Terror may topple the World Trade Center, but no terror can topple the World Truth Center, Jesus the Christ. The World Trade Center, hub of global economies may fall; the economy of grace still stands in the World Truth Center, Jesus the Christ.

The World Trade Center, communications nexus for many may fall, but the communication of the gospel stands, the World Truth Center, Jesus Christ.

The World Trade Center, legal library for the country may fall, but grace and truth which stand, through the World Truth Center, Jesus the Christ.

The World Trade Center, symbol of national pride may fall, but divine humility stands, through the World Truth Center, Jesus the Christ.

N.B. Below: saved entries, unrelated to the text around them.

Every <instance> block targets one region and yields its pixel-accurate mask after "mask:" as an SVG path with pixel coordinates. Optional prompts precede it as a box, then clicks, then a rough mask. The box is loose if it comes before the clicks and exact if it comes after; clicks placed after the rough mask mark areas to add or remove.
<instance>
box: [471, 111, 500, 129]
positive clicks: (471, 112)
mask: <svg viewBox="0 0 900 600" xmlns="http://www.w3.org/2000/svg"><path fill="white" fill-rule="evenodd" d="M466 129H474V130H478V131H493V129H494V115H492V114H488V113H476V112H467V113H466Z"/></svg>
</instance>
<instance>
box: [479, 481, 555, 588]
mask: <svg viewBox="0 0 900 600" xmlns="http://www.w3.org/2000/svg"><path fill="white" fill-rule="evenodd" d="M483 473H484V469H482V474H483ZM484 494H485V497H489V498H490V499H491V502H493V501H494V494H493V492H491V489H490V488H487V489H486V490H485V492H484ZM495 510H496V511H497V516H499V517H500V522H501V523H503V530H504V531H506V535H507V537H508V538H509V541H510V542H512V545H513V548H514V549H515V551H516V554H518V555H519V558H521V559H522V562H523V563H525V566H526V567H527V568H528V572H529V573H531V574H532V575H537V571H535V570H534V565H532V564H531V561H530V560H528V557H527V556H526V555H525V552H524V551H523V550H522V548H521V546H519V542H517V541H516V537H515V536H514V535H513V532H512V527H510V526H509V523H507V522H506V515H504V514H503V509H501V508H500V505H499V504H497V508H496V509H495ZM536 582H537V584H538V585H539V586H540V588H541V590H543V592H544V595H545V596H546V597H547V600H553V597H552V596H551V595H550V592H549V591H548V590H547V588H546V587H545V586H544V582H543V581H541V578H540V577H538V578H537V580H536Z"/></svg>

The World Trade Center, material bulwark against loss may fall, but the possibility in your life of developing a spiritual discipline against resentment (Niehbuhr) still stands, through the World Truth Center, Jesus the Christ.

Closing

These things are spoken that you may believe that Jesus is the Christ, the Son of God, and that believing you may have life in his name.

Faith is personal commitment to an unverifiable truth. It involves a leap.

I have been preparing for this series of sermons for thirty years and I am not ready. I have studied in two great universities and two world cities, focusing on this text, and I am not ready. I have written an impenetrable book about this Gospel (no home should be without it), and I am not ready. I have been warming up for this all my life. But I am not ready. Who am I to interpret the greatest Gospel? Such an admission bears with it dislocation and disappointment. Friends, we need your help this year, for our preaching of Grace and Freedom. We need your prayers, your ears, your tears, your fears. We need the great work of listening, and using those five key words: “I applied it to myself”.

Faith is an objective uncertainty grasped with subjective certainty. It involves a leap.

Faith is the way to salvation, a real identity and a rich imagination. But it does involve a leap.

Now is the time to jump.

Tomorrow morning. Which will it be? “In the beginning…” What? Creation…or Grace? Covenant…or Freedom? Law…or Love? An eye for an eye…or the second mile, the coat and cloak, the turned cheek? “In the beginning…was the Word”.

All of us are better when we are loved.